The main problem is that the PSA test does not discriminate between fast growing tumors that kill and tumors that grow very slowly and are unlikely to become aggressive in a man’s lifetime. Also, the test can be positive even when there is no cancer such as when the prostate is enlarged or there is an infection.

So the quandary is that while many men will undergo treatment they don’t need, with potential side-effects that include possible incontinence and impotence, some will undergo treatment that saves their lives.

Brawley says the quandary is well summarized by Dr Willet Whitmore, former chief of urology at Memorial Sloan Kettering Cancer Center, who once said:

“When cure is possible, is it necessary? When cure is necessary, is it possible?”

As more and more studies have been done and questioned the long term benefits of PSA screening for prostate cancer, medical organizations have changed their recommendations about it, such that most of them now leave open the possibility that screening has benefits, but point out that so far, there is more evidence on the harms.

Added to this is is emerging evidence that men worried about receiving a diagnosis of prostate cancer are also at higher risk of depression and suicide.

Dr. Virginia Moyer of the Baylor College of Medicine heads the US Preventive Services Task Force. She told Associated Press on Thursday that they analyzed all the existing evidence, including five significant studies, to find out what effect routine screening for PSA has on prostate cancer deaths.

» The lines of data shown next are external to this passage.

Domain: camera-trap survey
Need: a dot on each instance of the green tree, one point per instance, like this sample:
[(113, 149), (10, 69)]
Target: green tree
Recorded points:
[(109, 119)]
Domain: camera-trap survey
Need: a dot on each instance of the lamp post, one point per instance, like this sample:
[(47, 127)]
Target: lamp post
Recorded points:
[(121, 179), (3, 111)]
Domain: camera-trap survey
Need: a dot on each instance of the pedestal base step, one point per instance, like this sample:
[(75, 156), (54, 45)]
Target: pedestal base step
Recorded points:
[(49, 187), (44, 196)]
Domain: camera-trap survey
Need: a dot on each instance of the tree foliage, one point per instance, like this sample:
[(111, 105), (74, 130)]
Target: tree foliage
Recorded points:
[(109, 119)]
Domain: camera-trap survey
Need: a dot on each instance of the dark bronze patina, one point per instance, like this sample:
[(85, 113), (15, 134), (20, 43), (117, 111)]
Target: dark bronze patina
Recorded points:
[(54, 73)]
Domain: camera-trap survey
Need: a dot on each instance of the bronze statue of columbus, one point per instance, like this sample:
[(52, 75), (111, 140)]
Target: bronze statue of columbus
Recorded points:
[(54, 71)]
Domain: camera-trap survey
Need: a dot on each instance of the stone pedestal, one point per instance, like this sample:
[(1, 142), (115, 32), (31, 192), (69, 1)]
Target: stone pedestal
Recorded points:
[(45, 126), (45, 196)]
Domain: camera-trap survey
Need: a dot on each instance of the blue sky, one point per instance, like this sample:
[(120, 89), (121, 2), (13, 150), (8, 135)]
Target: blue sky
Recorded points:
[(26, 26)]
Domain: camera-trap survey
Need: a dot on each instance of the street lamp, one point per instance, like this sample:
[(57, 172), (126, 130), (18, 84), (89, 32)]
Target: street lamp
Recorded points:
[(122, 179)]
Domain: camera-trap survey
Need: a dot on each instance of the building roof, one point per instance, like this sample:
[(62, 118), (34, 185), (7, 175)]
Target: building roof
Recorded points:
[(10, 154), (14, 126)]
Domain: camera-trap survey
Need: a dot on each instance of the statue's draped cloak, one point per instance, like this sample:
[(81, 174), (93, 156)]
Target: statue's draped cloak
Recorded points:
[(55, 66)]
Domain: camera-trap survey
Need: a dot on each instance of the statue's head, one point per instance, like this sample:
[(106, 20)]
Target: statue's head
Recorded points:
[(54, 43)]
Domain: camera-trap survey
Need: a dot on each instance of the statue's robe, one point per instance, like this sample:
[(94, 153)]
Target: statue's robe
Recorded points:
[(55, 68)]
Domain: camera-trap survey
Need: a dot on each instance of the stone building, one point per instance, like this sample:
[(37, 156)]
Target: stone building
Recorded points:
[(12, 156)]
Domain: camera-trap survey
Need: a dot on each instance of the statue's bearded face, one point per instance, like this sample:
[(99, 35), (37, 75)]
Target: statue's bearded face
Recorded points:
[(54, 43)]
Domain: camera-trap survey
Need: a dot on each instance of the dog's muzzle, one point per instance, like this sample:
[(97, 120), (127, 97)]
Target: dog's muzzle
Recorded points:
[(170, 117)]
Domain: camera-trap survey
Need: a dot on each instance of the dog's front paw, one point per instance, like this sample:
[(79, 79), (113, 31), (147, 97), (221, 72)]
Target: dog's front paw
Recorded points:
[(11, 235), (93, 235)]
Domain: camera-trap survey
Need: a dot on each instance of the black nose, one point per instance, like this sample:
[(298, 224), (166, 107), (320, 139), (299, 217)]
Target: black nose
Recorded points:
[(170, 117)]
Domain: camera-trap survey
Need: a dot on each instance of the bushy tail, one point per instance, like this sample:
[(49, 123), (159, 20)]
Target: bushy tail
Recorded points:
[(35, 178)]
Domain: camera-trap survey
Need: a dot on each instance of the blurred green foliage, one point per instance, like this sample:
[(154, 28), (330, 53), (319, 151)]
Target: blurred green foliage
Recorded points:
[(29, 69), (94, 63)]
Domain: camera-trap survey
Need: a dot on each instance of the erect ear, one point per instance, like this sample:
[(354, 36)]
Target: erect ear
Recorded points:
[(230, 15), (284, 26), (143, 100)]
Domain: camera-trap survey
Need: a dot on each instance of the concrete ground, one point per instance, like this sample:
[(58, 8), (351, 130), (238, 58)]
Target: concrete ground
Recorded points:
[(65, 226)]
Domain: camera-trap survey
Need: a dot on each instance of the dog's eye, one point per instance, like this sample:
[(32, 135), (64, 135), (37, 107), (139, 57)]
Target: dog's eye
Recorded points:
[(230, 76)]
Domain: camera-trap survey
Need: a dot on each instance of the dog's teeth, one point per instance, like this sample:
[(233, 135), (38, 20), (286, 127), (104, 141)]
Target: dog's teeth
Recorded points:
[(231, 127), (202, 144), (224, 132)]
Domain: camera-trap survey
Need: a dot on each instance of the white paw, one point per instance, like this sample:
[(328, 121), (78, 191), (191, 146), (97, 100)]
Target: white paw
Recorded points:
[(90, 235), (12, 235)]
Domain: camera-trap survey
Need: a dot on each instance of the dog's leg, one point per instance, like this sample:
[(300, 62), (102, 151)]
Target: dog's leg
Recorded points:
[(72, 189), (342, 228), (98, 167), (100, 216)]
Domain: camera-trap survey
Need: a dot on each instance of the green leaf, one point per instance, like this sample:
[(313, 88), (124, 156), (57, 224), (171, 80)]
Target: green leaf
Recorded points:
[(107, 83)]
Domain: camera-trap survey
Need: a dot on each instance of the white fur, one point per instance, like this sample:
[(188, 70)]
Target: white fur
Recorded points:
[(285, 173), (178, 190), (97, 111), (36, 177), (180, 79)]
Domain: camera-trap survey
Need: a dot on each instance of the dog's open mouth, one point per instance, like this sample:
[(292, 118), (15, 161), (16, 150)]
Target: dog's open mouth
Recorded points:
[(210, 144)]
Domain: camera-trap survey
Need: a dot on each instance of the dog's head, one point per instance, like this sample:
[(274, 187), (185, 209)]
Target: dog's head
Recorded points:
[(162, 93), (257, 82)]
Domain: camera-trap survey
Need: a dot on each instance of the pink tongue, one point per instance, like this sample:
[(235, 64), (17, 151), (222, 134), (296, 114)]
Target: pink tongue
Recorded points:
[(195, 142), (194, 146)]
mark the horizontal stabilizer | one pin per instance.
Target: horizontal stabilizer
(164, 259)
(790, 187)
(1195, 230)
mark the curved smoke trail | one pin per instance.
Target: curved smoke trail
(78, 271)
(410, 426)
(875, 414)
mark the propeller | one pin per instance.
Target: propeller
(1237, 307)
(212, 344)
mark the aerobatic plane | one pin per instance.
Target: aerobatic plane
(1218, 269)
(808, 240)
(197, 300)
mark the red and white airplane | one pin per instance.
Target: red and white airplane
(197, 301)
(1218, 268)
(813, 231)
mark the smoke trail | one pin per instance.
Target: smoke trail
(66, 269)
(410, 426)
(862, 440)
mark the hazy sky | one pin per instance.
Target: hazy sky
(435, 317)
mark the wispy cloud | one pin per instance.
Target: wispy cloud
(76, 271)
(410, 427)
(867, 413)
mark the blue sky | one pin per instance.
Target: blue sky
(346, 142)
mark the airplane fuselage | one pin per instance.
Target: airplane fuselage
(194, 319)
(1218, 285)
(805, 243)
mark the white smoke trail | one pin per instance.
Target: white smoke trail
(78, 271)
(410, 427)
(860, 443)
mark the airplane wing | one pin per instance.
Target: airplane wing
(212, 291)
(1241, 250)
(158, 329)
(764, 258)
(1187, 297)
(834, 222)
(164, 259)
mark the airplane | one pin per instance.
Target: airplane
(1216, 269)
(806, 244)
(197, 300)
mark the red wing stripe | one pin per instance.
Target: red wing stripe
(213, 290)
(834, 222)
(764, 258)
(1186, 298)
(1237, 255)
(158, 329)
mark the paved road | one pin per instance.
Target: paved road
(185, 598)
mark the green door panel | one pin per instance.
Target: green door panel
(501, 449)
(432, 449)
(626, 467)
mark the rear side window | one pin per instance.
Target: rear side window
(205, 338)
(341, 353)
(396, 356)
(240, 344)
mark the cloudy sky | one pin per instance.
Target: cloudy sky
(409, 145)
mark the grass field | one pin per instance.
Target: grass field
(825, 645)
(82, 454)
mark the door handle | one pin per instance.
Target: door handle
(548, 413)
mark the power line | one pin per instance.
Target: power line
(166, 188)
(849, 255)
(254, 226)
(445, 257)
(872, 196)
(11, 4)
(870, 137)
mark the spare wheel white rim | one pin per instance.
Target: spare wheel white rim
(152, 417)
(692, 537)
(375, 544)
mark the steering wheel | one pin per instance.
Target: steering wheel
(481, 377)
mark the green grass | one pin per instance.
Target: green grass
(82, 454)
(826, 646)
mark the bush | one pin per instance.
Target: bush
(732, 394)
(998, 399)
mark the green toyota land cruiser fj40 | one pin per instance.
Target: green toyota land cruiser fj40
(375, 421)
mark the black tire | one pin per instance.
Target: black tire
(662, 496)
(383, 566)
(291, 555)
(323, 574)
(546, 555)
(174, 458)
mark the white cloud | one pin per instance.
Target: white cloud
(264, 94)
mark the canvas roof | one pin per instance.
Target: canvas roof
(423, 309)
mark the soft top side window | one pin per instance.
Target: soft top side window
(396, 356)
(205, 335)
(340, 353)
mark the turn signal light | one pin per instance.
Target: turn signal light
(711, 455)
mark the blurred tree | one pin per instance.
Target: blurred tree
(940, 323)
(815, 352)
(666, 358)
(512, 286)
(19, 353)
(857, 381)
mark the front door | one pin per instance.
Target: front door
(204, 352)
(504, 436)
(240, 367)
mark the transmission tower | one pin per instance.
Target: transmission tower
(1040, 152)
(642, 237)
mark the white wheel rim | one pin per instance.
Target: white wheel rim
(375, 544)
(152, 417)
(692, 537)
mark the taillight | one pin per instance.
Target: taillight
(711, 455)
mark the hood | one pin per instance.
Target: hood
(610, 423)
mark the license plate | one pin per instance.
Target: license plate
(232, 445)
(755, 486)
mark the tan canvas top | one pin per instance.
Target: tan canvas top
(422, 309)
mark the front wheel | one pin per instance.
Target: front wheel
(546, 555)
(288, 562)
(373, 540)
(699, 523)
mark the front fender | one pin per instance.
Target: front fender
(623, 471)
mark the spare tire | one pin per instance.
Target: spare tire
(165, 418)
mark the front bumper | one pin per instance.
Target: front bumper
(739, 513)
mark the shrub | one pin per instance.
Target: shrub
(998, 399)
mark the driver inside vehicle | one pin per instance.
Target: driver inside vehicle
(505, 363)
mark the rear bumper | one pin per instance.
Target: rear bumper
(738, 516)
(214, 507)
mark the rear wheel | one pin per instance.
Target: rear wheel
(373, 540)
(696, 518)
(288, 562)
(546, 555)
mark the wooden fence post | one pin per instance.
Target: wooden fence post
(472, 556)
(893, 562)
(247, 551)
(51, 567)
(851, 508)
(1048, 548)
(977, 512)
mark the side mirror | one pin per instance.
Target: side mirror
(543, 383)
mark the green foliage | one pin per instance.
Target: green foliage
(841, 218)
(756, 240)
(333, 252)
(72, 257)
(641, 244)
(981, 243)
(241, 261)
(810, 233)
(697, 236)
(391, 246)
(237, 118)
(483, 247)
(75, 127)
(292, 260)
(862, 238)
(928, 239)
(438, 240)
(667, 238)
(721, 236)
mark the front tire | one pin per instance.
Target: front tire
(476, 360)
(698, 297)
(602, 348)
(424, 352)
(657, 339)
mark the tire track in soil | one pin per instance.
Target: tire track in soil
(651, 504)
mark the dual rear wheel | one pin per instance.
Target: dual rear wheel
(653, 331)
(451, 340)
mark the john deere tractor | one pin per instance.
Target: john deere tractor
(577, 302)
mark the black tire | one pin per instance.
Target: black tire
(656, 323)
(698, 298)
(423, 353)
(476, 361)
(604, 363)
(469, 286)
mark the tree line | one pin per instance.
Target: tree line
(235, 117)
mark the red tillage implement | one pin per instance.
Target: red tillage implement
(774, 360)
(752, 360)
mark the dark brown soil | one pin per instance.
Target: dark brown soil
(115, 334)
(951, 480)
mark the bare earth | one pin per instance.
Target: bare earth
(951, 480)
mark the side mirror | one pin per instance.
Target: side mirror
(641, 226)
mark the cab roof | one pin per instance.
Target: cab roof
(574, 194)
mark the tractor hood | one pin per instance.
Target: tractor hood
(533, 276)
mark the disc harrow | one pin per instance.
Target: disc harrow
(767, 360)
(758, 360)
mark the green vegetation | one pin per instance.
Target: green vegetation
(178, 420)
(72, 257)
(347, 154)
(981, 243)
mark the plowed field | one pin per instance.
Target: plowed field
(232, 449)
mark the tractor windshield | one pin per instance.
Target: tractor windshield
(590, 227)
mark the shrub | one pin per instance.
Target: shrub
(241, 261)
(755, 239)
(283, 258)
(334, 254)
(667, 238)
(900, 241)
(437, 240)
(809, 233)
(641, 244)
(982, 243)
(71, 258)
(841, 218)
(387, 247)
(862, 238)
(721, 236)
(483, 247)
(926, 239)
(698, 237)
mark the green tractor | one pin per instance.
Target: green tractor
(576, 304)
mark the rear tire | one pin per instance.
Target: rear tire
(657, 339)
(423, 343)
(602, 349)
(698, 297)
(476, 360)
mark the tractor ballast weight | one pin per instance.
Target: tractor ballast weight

They concluded it was of little if any benefit.

But routine screening itself is harmful, and in some cases leads to deaths from the biopsies, surgery and radiation, said Moyer.

Dr. Kenneth Lin, lead author of the Task Force’s prostate cancer screening guidelines and senior author of the report that is to be released on Monday, said of 100 men over the age of 50 who have a PSA test, 17 will have prostate cancer, of which only 3 will have a fast growing one and die from it.

But, if you treat the 14 men with the slow-growing tumors, they could be at risk of impotence or incontinence, or even death. Approximately one in every 500 men who have a radical prostatectomy dies because of surgery complications, said Lin in a news report from CNN, where he suggests perhaps only men with a “horrible family history where everyone gets prostate cancer before the age of 50,” should have the test, but otherwise, he says, “for most men, testing is harmful”.

Moyer says the Task Force’s recommendation means doctors shouldn’t raise the option with healthy patients, but if they ask for it, and still want it after they have considered the evidence, then they should receive it. Equally, should a man present with prostate symptoms, then it would appropriate to offer him the PSA.

It will be interesting to hear the arguments that will be raised when the recommendation is open for public scrutiny and feedback. The American Cancer Society website carries several comments from patients in support of the test, that can perhaps be summarized in the words of one Mr Evens who says PSA testing and the ensuing treatment probably saved his life, but in his view, the emphasis should not be on the testing itself, but on “the decisions made afterwards about treatment”.

The American Cancer Society estimates that this year nearly quarter of a million men will find out they have prostate cancer and more than 33,700 will die of it. Only lung cancer kills more men through cancer.